Updated: Dec 9, 2019
My name is Sadie, and the name for my blog, "The Mixed-Up Minimalist" is perfectly fitting. I wanted the name to work on different levels… I didn’t realize how many levels could be achieved. The obvious word that come to my mind for the title was “minimalist” a word that encompasses my journey over the last couple years. The “mixed-up” portion is a little different, initially I thought of this in the shower, as I was listing off different adjectives that start with the letter “m” that could describe me. I landed on “mixed” I thought, ah yes, being mixed is definitely a defining characteristic in my life, it also plays into one of my overall pillars of encouraging and educating POCs that minimalism is not just a “white hippy fad.”
Then I thought, what about “mixed-up?” As in being confused and spun around and unsure of where to go next, which very much has been my minimalist journey. I initially thought minimalist was a direct path, you start with a lot of stuff and then you end with less stuff. Joke was completely on me, little did I know that the minimalism journey is more like walking through a maze, where there are several paths that branch off into new mazes, definitely some dead ends, and somehow you can end up right back at the beginning.
Then I decided to google “mixed-up” and I got the lovely Mariam Webster definition of “(of a person) suffering from psychological or emotional problems. That’s heavy. Whoa, not what I was going for… but then I thought about my journey and when I actually (unknowingly) started being a minimalist. I was sitting on the floor, crying in my room, surrounded by piles and piles of clothes. I was moving to Portland in two days and I was so overwhelmed not only by the thought of the move, but just the sheer amount of stuff I actually had. I could not bring myself to sort my own clothing, I was definitely experiencing psychological, and emotional problems.

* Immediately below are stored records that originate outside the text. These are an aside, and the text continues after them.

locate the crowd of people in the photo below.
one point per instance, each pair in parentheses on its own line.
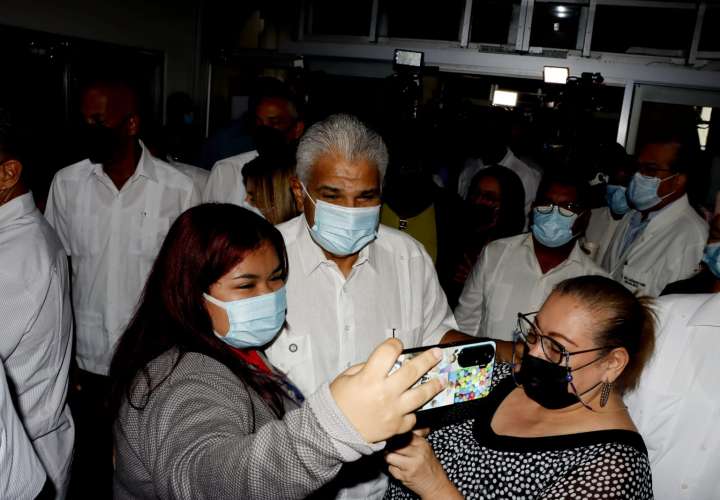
(170,332)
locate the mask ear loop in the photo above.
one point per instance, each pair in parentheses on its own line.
(569,378)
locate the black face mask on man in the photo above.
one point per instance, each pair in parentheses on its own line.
(102,142)
(547,383)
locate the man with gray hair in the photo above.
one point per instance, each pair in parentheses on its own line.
(353,283)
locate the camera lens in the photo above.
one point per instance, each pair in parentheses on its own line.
(476,356)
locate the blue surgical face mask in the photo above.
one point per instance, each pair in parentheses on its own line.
(642,191)
(343,231)
(617,199)
(552,229)
(254,321)
(711,257)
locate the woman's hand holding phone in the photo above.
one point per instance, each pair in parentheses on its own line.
(379,404)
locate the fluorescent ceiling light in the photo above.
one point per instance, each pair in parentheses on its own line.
(552,74)
(504,98)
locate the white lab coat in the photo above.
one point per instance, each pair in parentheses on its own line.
(599,233)
(676,406)
(668,249)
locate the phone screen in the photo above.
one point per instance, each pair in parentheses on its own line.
(466,369)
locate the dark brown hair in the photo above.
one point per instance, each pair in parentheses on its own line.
(203,244)
(623,320)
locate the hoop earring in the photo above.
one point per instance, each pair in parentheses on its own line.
(605,393)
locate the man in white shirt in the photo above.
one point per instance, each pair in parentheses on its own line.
(662,239)
(276,119)
(676,406)
(516,274)
(490,144)
(36,340)
(22,475)
(604,220)
(112,212)
(352,283)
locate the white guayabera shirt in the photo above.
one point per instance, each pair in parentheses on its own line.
(334,322)
(113,237)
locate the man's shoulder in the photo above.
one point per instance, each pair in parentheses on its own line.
(75,171)
(172,176)
(236,162)
(290,230)
(397,242)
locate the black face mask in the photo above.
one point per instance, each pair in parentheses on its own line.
(547,383)
(101,142)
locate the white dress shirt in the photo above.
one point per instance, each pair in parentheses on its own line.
(599,232)
(669,248)
(334,322)
(225,184)
(506,280)
(197,174)
(21,474)
(36,340)
(112,237)
(676,406)
(529,176)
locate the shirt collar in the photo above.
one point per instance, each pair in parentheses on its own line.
(16,208)
(707,314)
(145,167)
(312,255)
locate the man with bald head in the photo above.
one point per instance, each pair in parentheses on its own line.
(111,212)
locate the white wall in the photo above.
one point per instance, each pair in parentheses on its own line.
(165,25)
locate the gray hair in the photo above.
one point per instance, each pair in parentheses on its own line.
(342,135)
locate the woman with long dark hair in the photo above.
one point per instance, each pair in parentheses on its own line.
(200,413)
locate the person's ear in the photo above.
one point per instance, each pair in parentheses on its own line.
(133,125)
(298,193)
(615,363)
(10,172)
(298,129)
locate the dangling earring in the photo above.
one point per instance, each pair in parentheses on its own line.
(605,393)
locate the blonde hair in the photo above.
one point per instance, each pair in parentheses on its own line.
(269,181)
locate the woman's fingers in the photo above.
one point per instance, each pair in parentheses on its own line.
(411,371)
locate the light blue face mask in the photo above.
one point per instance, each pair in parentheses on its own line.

Thankfully with the help of friends and family I was able to sort through all of my junk. I shipped a few boxes and packed my car with my cat and the rest of my belongings. As I made the road trip from OKC to PDX ,I realized everything I owned could fit inside of a Volkswagen, and I liked the thought of having less stuff and less stress.

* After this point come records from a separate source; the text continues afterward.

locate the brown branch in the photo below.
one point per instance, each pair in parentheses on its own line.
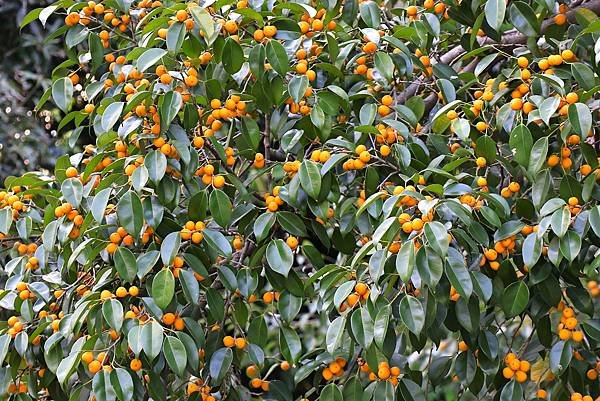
(512,37)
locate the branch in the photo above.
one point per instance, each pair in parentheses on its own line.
(512,37)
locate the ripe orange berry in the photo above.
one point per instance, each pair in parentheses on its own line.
(228,341)
(94,367)
(71,172)
(169,318)
(135,365)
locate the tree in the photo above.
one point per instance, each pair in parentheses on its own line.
(286,200)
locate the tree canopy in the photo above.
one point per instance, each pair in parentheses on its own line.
(335,200)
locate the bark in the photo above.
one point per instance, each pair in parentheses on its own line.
(512,37)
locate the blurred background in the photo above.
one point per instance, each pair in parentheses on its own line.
(28,138)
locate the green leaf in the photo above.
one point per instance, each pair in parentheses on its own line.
(412,314)
(262,225)
(220,207)
(72,190)
(189,285)
(233,56)
(151,338)
(437,237)
(548,108)
(458,274)
(175,36)
(570,245)
(310,178)
(218,242)
(580,118)
(156,163)
(560,220)
(524,19)
(532,249)
(149,58)
(594,219)
(112,310)
(331,392)
(370,14)
(62,93)
(130,213)
(163,288)
(168,108)
(111,115)
(297,87)
(125,264)
(170,247)
(381,324)
(122,382)
(584,75)
(220,362)
(508,229)
(515,298)
(335,334)
(102,388)
(362,327)
(291,223)
(384,64)
(289,344)
(175,354)
(99,204)
(278,57)
(521,142)
(560,357)
(405,261)
(204,20)
(494,13)
(280,257)
(512,392)
(6,219)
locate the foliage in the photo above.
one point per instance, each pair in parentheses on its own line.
(292,200)
(28,142)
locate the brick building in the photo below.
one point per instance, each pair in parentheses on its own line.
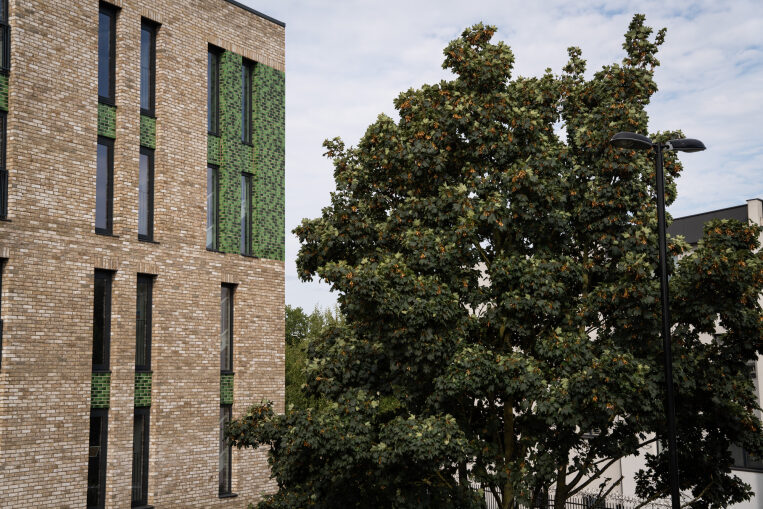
(141,249)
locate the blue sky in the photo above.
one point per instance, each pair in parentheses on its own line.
(347,60)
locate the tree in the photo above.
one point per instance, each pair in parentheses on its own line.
(497,276)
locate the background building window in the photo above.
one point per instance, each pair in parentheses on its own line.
(213,90)
(146,195)
(246,214)
(101,320)
(226,328)
(224,468)
(107,17)
(143,323)
(212,206)
(96,465)
(147,67)
(104,186)
(247,69)
(140,457)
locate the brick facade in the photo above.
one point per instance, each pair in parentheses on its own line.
(50,252)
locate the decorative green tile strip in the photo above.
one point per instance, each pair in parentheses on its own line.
(147,132)
(4,92)
(143,388)
(236,157)
(107,120)
(100,390)
(269,133)
(226,388)
(213,149)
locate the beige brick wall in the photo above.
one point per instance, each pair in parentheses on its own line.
(52,251)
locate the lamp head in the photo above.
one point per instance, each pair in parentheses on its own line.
(630,140)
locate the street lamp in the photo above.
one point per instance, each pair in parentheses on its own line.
(640,142)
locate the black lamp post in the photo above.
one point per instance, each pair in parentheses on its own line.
(641,142)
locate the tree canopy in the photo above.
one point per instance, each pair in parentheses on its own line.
(495,260)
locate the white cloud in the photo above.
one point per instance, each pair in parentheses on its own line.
(347,60)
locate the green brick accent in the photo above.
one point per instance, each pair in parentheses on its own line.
(4,92)
(143,389)
(147,132)
(100,390)
(213,149)
(226,389)
(107,120)
(269,160)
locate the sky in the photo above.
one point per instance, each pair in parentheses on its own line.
(346,60)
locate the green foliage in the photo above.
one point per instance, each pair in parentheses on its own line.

Over the next nine months, I bought a bed, a desk, patio furniture and a ton of other stuff to fill the large apartment I shared with my roommate. I had somehow accumulated more things than I needed, simply to fill the space I had. When I moved into my current studio apartment with a grand total of 385 square feet, I had to go through another huge reduction in my personal items. I have now been my my tiny studio for almost two years and I largely contribute it to the reason I pursue minimalism... I really can't have a lot of items in a space that is so small.
So after almost three years from my initial breaking point, I was able to dig myself out of my psychological and emotional attachment to items, and realize that “mixed-up” is the perfect phrase to describe me, and this page was born.